Wednesday, June 08, 2005

The Mama-sans, Nightclub hostesses and Mal-rocker

I just had my haircut today. No big deal actually, considering that I have it at about the same time every month. Sometimes when I go back to office the next day, some colleagues would ask, “Wah, you cut hair har” (no, some who asked are not aunty…although it is more often so) and I would reply, “No lah, hair dropped lah…” And I could follow that with a mischievous smile, wider if the recipient is younger (no, I am not flirting, just having some clean fun I know I am entitled to). I swear I didn’t start it, but it sure beats most answers.

Anyway, back to my haircut (err…was I actually ever away?). For one reason or another, I decide against visiting my barber, who is Malaysian, single and suspected-gay (it’s the way he moves and touches my shoulder). He is a chatty one, likes talking about his younger days in a posh salon, designing outlandish, erotic hairdos. I never did have the courage to ask him who was his customers - mama-sans and nightclub hostesses perhaps? That he got outrageous sums of tips seems to suggest so. No way is the actually-rich so generous to their hairdresser - that is how they get rich, you see.

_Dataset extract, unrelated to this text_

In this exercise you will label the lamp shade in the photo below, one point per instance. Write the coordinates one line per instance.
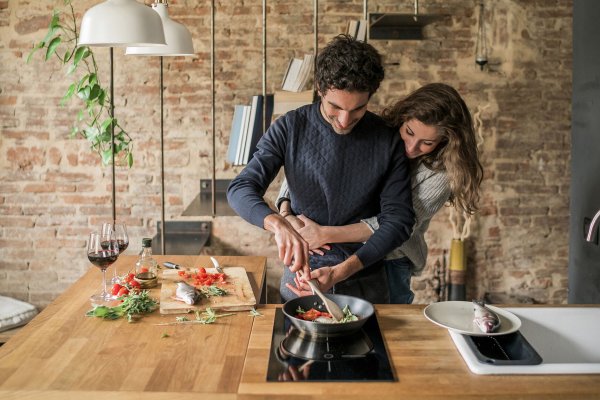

It hides at one corner of the mall – the Malay barbershop, that is. I looked through the glass door, only to see a Malay guy with a neat goatee, dressed in a long-sleeved blue shirt in the centre of the room - well almost. I thought the Malay barbers must have “upgraded” since my last visit. I opened the door to see a sparingly furnished shop with a bench against the wall on my right, presuming for waiting customers, and two dressing tables, each allowing two seats to be positioned facing each other, but no Mal-rock. No soaring, screaming guitar strains and anguished singing. How I miss them, though I never understand the lyrics.Instead, the air was filled with a Malay drama from a TV set coming from the back of the shop. That is a first, I thought.

Next moment, I was ushered to an empty seat by the man with the goatee. He left me as his mate took over – a mal-rocker look-alike, complete with flowing locks and drugs-dazed eyes. But there was an artistic, benign aura about him. And my new haircut was his masterpiece, I suppose. As for all creations, time and patience are omni-potent. I have to admit though, that I am never one for either in this cutthroat new economy, especially when you are used to those ten minutes haircut, Japanese conceptual salons sprawling among the housing estates. So here I was, treated to the sounds of Malay TV drama, the smell of cigarette from the Mal-rocker, thinly disguised by the dusty air-con. And I actually start to miss my regular barber, to say the least. My “Michelangelo” really is a man obsessed with his craft, a few chips and chops here and there, but no word, not one at all, from his golden mouth. Most probably, in his mind, my head is only a watermelon with wig on, nothing more. Ouch! How insulting can it get? Maybe I could just sneak out without paying after he finished, just maybe.

PS: Most of the time, we do not know what we have, that is, until we lose them.